The escalation of a violent conflict between Turkish government troops and Kurdish forces has resulted in the death of at least 162 civilians, a rights group said late Saturday, according to the Associated Press. Turkey has continued to wage a decades-long war with separatist forces seeking an independent Kurdistan in the country's southeast.

The foundation said, in its report, that 32 children, 29 women and 24 elderly people have been killed in districts where authorities are trying to contain Kurdish rebels linked to the Kurdistan Workers' Party (PKK). Government officials have imposed a 24-hour curfew in the region and have begun large-scale operations against the militants, who have mounted barricades, dug trenches and set up explosives to prevent authorities from entering the region, AP reported.

Turkish authorities claim that 426 militants have died in operations conducted in Cizre and Silopi in the country’s southeastern Anatolia region, and Diyarbakir city’s Sur neighborhood, AP reported. On Sunday, Reuters reported that Turkish forces had killed 32 Kurdish militants over the weekend in the restive southeast.

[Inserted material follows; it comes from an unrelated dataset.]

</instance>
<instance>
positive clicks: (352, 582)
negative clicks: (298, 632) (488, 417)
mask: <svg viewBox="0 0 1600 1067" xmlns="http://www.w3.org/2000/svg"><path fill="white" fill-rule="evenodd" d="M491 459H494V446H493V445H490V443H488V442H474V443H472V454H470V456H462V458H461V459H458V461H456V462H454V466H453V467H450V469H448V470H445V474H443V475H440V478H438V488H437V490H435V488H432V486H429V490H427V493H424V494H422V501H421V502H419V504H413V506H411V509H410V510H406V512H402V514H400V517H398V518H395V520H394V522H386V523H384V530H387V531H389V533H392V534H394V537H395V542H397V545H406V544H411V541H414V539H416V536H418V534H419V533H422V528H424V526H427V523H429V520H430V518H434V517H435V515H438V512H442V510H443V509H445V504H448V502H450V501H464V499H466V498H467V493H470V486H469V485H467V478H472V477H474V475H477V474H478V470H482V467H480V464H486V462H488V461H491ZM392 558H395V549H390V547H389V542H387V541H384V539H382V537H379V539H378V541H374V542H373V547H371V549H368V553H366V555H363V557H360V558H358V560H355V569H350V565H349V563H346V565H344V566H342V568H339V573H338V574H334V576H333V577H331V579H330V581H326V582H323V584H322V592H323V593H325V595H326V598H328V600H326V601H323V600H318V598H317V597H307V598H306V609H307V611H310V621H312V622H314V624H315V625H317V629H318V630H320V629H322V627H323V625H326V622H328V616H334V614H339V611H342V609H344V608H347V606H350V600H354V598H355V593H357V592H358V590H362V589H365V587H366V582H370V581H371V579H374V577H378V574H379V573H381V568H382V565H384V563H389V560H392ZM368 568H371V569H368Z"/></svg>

The fighting has increased since July when peace talks between the rival sides fell through. Since 1984, when the PKK reportedly began fighting for Kurdistan, over 40,000 people, mostly Kurds, have died in the violence. The PKK is considered a terrorist group by the local government, the U.S., and the European Union.

Last week, police officials in Turkey detained several people after President Recep Tayyip Erdogan supported legal action against the Peoples’ Democratic Party (HDP), calling it an extension of the PKK. Those arrested were reportedly not given a reason for their detention. In December, a meeting between Prime Minister Ahmet Davutoğlu and the HDP's leader, to discuss cooperation in parliament and constitutional reforms, was canceled.